Your life or my life today may look nothing like what we imagined it would back in high school. But that’s how funny life can be. As much as we try to plan exactly what our life will be, it rarely works out that way. Sometimes, wonderful things happen that we couldn’t possibly have imagined. Opportunities come up we would never expect. Our talents and skills lead us to fulfilling purposes and work we had no idea would capture our interest. Special people touch us, teach us, and influence us, sometimes changing even our deepest held beliefs.
And that is called growth. It’s not something to be afraid of. It’s something to be cherished. As much fun as I had in high school, and how nice it was to reminisce when reconnecting with my old friend, I know that I am where I’m supposed to be in my life today. That doesn’t mean my life is perfect. Far from it. But it is the result of what I learned, who I met, and how I evolved along the way. I’m the sum total of all my experiences. And so are you.
Recall The Past To Win The Future
So my thought for you is this one. Reconnect with your past. Contact an old friend, look at old photos, think about who you were and what you were doing in a part of your past that you may have some nostalgia for. Were there circumstances you thought insurrmountable that you overcame? Events that changed the way you feel today? People who have come and gone or stayed around that have impacted you one way or another?

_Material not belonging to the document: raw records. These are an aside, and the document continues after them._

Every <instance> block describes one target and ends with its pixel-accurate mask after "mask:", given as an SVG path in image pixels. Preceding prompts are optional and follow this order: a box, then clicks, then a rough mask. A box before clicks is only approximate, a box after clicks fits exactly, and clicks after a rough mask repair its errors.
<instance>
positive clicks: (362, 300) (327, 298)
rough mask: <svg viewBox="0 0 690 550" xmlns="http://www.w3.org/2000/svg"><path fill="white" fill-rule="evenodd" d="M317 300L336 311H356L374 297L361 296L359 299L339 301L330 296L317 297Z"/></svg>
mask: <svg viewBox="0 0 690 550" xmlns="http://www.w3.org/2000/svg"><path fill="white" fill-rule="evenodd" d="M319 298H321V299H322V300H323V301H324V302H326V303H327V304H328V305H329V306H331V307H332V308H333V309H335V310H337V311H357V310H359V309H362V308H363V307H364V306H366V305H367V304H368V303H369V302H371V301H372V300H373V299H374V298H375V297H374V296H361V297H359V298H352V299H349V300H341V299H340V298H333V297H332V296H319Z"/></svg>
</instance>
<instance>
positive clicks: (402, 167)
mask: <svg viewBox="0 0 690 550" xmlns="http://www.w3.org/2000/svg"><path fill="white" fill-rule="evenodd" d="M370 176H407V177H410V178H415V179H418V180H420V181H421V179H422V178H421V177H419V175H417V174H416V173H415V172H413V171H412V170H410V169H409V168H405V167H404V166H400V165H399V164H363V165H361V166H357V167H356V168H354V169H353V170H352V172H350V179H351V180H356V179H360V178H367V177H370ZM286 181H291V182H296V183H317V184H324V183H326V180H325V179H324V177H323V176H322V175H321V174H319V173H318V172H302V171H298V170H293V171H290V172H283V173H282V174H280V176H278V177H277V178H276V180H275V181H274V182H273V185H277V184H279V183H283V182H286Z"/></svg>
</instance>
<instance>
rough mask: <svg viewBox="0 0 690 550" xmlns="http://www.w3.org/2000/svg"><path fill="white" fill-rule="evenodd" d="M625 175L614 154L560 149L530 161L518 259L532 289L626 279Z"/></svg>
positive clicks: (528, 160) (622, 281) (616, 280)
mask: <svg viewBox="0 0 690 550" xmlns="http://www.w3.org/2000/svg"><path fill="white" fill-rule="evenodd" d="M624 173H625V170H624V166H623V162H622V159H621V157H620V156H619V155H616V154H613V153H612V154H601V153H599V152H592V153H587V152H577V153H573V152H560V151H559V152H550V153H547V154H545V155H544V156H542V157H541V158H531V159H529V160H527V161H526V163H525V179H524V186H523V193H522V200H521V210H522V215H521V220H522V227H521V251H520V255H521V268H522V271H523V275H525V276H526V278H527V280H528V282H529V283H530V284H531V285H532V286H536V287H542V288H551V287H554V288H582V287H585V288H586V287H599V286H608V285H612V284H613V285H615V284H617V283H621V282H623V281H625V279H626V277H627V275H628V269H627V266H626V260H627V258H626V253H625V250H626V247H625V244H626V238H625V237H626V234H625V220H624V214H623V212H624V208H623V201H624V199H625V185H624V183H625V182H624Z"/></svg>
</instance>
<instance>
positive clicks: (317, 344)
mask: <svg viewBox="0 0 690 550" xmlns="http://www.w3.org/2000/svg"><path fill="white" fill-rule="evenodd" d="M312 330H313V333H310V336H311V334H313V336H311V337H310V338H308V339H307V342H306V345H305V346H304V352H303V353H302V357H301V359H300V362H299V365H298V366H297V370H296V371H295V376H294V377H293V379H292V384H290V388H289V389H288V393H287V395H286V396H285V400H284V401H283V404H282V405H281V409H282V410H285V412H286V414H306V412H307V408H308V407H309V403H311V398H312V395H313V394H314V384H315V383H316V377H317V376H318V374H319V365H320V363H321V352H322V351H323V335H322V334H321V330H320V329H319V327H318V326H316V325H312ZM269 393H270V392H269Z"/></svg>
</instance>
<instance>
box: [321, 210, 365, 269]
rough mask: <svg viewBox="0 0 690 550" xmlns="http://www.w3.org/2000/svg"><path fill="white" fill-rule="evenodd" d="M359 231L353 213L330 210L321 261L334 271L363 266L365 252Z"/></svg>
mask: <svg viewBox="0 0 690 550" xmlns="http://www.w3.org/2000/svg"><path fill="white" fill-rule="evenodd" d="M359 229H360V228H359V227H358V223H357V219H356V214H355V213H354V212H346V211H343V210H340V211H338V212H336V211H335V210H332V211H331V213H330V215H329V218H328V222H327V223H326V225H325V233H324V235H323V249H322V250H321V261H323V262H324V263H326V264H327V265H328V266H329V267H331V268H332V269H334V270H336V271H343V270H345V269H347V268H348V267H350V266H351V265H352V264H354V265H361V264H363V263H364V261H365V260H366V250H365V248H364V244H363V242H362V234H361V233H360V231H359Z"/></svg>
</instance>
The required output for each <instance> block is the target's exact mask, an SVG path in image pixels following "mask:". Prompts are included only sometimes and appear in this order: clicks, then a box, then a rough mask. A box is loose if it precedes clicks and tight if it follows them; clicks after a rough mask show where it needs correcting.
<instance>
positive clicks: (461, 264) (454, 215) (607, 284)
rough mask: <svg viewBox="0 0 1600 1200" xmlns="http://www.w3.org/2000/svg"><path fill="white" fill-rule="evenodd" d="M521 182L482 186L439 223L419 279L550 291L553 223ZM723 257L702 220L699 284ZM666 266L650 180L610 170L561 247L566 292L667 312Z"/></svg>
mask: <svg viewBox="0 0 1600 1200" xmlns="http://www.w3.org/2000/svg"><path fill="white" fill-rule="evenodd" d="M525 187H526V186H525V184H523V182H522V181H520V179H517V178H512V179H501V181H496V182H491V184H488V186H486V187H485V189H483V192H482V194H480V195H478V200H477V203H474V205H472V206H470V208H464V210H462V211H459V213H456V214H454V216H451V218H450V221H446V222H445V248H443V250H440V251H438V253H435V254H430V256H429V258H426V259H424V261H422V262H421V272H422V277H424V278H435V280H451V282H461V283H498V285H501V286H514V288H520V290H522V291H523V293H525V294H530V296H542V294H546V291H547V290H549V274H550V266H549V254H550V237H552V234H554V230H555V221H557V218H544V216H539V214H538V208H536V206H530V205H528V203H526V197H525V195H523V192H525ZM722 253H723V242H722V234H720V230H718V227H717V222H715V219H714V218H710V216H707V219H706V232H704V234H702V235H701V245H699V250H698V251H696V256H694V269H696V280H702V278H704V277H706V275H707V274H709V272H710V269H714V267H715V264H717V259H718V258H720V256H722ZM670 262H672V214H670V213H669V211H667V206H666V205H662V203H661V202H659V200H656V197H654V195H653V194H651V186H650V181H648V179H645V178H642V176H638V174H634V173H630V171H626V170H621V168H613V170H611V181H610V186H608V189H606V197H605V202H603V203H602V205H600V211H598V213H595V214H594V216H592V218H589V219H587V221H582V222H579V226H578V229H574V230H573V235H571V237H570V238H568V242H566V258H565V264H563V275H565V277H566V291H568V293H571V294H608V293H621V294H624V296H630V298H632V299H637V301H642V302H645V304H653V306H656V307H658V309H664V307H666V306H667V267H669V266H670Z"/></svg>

Take time to think about your past. Look at it through the lens of where you’ve been since that time. Is there anything you’ve learned, about the world or about yourself, lessons that are worth revisiting today? Have you changed in the phases you’ve experienced since then – career goals, personal dreams, accomplishments, ideas?
Think about the next phase that will be coming in your life. Will you be adding to your family or emptying the nest? Taking on new career ambitions or preparing for retirement? Do you plan to make a move, start something new, finish something that’s been left undone?
Whatever phase of life you are in now, try to reconnect with those that came before it. You will see yourself with a new perspective, one that can help you shape a better future.